All of the methods recovered motifs very similar to the known NRSF binding motif. The GLAM2 motif makes many of the positions optional, albeit with probabilities close to 0 or 1 (see Figure 8). We might have dismissed this as an artifact of the GLAM2 algorithm if the cross-validation had not shown that this motif was clearly superior. NRSF is a zinc finger repressor that binds to a long (21 bp) DNA sequence motif known as the repressor element 1 (RE1) [57]. Bruce et al. [58] have established that variations in RE1 sites are associated with cell-type specific activity of NRSF. The variable structure that GLAM2 found may be associated with these effects.

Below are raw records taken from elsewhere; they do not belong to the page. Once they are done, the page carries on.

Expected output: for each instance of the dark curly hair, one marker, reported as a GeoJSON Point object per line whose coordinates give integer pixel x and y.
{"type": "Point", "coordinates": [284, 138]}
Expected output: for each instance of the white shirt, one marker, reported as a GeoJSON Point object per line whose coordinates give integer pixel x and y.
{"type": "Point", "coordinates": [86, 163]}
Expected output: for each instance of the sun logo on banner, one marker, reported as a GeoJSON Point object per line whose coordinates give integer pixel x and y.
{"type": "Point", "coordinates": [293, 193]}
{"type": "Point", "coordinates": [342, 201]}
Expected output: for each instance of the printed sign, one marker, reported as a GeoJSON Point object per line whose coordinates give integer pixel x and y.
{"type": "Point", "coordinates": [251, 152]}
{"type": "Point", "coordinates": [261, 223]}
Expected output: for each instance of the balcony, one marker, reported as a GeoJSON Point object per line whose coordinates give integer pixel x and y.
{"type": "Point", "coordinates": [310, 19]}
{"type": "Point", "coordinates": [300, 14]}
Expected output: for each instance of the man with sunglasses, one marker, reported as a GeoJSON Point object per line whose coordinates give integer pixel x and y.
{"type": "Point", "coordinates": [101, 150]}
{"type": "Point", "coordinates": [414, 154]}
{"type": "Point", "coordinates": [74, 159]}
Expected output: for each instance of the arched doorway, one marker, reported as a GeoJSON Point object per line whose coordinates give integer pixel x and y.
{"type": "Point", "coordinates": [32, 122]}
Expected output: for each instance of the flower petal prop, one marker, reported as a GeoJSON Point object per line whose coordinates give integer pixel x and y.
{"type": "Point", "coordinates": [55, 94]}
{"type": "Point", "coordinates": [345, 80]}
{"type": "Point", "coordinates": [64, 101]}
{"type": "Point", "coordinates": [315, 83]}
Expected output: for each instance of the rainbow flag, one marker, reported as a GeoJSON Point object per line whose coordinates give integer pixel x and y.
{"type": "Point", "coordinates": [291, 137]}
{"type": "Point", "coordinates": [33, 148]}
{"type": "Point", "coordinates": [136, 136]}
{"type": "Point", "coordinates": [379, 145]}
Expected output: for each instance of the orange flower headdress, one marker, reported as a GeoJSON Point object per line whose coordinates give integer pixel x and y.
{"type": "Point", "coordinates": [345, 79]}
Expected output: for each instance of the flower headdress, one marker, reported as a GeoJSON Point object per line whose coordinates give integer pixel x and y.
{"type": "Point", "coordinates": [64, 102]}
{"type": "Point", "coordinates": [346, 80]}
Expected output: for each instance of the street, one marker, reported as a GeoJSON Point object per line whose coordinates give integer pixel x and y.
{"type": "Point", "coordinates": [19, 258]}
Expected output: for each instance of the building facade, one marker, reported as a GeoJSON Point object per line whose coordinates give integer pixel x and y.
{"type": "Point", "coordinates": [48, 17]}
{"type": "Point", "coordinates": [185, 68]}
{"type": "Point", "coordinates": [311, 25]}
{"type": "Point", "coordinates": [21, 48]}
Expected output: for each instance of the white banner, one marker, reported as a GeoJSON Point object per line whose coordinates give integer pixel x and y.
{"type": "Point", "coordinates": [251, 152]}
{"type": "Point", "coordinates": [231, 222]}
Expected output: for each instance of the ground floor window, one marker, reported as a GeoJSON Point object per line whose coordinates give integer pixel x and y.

thumbnailFigure 8. NRSF results. ROC curves for cross-validation on NRSF data set using random promoter sequences as counter-examples.

A novel gapped Sp1 motif

Sp1 is a ubiquitous transcription factor that forms a part of the eukaryotic cellular transcriptional machinery and regulates many genes with GC-rich promoters [59]. Cawley et al. [60] note that the motif finding algorithm MDscan [22] recovers the known Sp1 binding motif from their data. Our method also recovers a similar motif but with an optional base that provides a more accurate model of the sites (see Figure 9). The information content of our motif is 13.14 bits compared to 9.64 bits for the TRANSFAC motif (see Methods section for details of calculation). Neither MEME nor GLAM2 recovered a motif similar to the known TRANSFAC motif. It is difficult to interpret the motif that GLAM2 found as the binding preferences of Sp1. It is possible that GLAM2 has found a long low-order feature in the data set which nevertheless has good predictive ability. Sp1 binding sites are common in the genome, especially in promoters [61]. Hence, we would expect to find Sp1 binding sites in many of the randomly selected negative examples. This is a probable cause of the poor cross-validation performance of the methods when random genomic regions or promoters were used as negative controls.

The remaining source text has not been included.